I once heard the fable of an eagle who was envious of another eagle who was larger and could fly much higher than he could. The only way to be the best eagle again was to have the larger eagle killed. So one day the eagle went to a bow hunter and showed him the great prize he could have if he shot down the eagle flying so high. The hunter agreed to but needed a feather for his arrow. The eagle obliged, giving him one of his feathers. The hunter shot an arrow that sailed high and straight, but fell short since the eagle was so high. The eagle again gave him a feather to try again. Again he failed. This continued on until the eagle had no more feathers to give and he, himself couldn’t fly. When the hunter saw the dilemma he saw his prize and turned and shot the eagle sitting beside him.
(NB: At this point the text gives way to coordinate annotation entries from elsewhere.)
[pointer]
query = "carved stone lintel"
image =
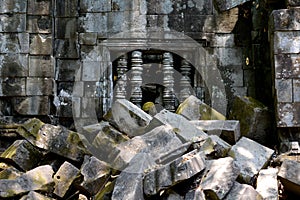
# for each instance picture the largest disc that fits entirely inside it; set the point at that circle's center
(136, 78)
(122, 78)
(168, 82)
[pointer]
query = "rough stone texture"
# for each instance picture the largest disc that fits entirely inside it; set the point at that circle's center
(64, 177)
(219, 177)
(289, 175)
(254, 117)
(250, 157)
(23, 154)
(228, 130)
(222, 5)
(194, 109)
(243, 191)
(56, 139)
(174, 172)
(95, 174)
(156, 143)
(128, 118)
(37, 179)
(181, 126)
(267, 185)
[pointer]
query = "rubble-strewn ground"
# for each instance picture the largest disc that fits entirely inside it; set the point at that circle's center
(133, 155)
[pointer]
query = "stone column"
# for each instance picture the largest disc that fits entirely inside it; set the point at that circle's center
(185, 81)
(122, 78)
(168, 82)
(136, 78)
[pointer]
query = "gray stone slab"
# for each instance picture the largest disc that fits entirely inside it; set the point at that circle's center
(250, 157)
(267, 184)
(183, 128)
(289, 175)
(219, 177)
(228, 130)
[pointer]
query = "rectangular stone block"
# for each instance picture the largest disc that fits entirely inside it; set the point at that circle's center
(14, 65)
(35, 105)
(13, 23)
(15, 6)
(296, 90)
(66, 8)
(288, 114)
(70, 30)
(41, 66)
(39, 86)
(68, 69)
(287, 42)
(285, 19)
(14, 43)
(39, 24)
(95, 6)
(284, 90)
(287, 65)
(40, 44)
(12, 87)
(38, 7)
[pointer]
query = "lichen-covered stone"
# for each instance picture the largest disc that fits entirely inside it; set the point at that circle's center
(128, 118)
(95, 173)
(243, 191)
(64, 177)
(22, 153)
(37, 179)
(180, 125)
(250, 157)
(289, 175)
(194, 109)
(219, 177)
(254, 117)
(228, 130)
(267, 184)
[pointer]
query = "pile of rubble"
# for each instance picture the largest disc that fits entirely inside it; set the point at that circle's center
(133, 155)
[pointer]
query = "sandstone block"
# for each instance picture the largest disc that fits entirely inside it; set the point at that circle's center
(254, 118)
(194, 109)
(64, 177)
(128, 118)
(228, 130)
(22, 153)
(243, 191)
(289, 174)
(181, 126)
(267, 185)
(219, 177)
(250, 157)
(39, 178)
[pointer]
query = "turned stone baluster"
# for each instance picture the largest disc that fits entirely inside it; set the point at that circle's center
(136, 78)
(122, 78)
(168, 82)
(185, 81)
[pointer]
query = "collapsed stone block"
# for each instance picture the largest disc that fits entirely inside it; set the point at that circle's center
(181, 126)
(228, 130)
(128, 118)
(289, 175)
(22, 153)
(37, 179)
(250, 157)
(174, 172)
(194, 109)
(219, 177)
(254, 117)
(243, 191)
(267, 185)
(64, 178)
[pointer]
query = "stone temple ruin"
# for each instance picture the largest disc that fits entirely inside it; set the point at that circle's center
(149, 99)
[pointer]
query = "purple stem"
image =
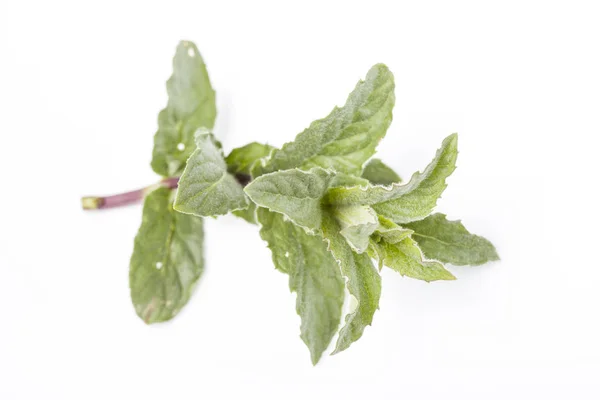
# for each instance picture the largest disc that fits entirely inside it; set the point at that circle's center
(122, 199)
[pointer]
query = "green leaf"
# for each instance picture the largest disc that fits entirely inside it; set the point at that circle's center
(167, 259)
(347, 137)
(314, 275)
(364, 284)
(449, 241)
(191, 105)
(242, 159)
(404, 203)
(206, 188)
(380, 174)
(295, 193)
(392, 246)
(249, 214)
(391, 232)
(345, 180)
(357, 223)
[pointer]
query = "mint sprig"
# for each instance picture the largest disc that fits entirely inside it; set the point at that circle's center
(324, 206)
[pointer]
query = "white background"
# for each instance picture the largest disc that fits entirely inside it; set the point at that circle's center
(80, 87)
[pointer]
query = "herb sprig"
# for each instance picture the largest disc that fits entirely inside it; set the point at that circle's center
(325, 207)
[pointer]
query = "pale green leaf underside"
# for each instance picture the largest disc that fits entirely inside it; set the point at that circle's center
(191, 105)
(205, 187)
(314, 275)
(242, 159)
(364, 284)
(295, 193)
(357, 223)
(406, 258)
(378, 173)
(391, 232)
(449, 241)
(347, 137)
(405, 203)
(167, 259)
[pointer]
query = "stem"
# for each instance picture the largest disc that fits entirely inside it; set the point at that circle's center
(122, 199)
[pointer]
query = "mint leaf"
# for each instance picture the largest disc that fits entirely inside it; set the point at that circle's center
(314, 275)
(248, 214)
(449, 241)
(357, 223)
(294, 193)
(347, 137)
(406, 258)
(167, 259)
(391, 232)
(379, 174)
(364, 284)
(405, 203)
(206, 188)
(191, 105)
(242, 159)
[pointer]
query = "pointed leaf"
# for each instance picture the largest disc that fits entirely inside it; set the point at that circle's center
(167, 259)
(242, 159)
(380, 174)
(364, 284)
(347, 137)
(314, 275)
(391, 232)
(191, 106)
(449, 241)
(405, 203)
(404, 255)
(294, 193)
(357, 223)
(206, 188)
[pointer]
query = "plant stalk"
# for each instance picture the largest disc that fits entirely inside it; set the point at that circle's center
(122, 199)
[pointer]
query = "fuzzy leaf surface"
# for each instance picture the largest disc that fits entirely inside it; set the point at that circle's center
(294, 192)
(378, 173)
(405, 203)
(364, 284)
(206, 188)
(347, 137)
(406, 258)
(313, 274)
(242, 159)
(167, 259)
(451, 242)
(191, 106)
(357, 223)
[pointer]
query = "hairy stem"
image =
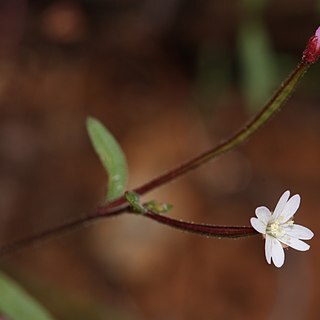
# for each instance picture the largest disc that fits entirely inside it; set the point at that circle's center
(204, 229)
(120, 205)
The moral of the story was when you envy the only person you hurt is yourself.

Love does not envy. Envy goes beyond simple jealousy. It is the desire to have what someone else has no matter what the cost. Kind David did this when he lusted after Bathsheba and then had her husband killed to cover his sin and gain his prize. Cain did this when he killed Abel. Ahab did this when he had Naboth killed to obtain Naboth’s vineyard for his wife.

The opposite of envy is to be content. Contentment means that I can be happy with what I have no matter what everyone else around me has. I don’t have to have a house as big as yours. I can drive an older car while you’re in a newer one. I will not wish you harm because you are better off than I am. I will not wish ill on you because of your success.

Love means you want the best for others. You want them to succeed. You want them to be happy.

Two men were once stranded on a dessert island. In order to co-exist they divided the island in half and they lived separately. The two men knew their only hope was to pray. The first day they prayed for food. The next morning one man had an abundance of food and the other had only enough to sustain his life. The next day they prayed for shelter. The man who had all the food was given a grand place to live while the other was stuck to living under a tree. After a week the first man prayed for a wife and it was granted to him. The other man remained alone on barren soil with little shelter. Finally the first man prayed for a ship to come by and take his wife and him away from the island. The next day the ship arrived and the man and wife boarded the ship and decided to leave the other man behind.

As the ship sailed a voice came from heaven, “Where is your shipmate that was on the island with you?” The man said that the he did not deserve to be saved, which was obvious by none of his prayers being answered. “On the contrary,” the voice came back, “while you asked for food, shelter and a wife, he prayed that all of your prayers would be answered. It was his prayers that gave you what you had not yours.”

Love does not envy means we want the best for those we love and would do nothing to cause harm.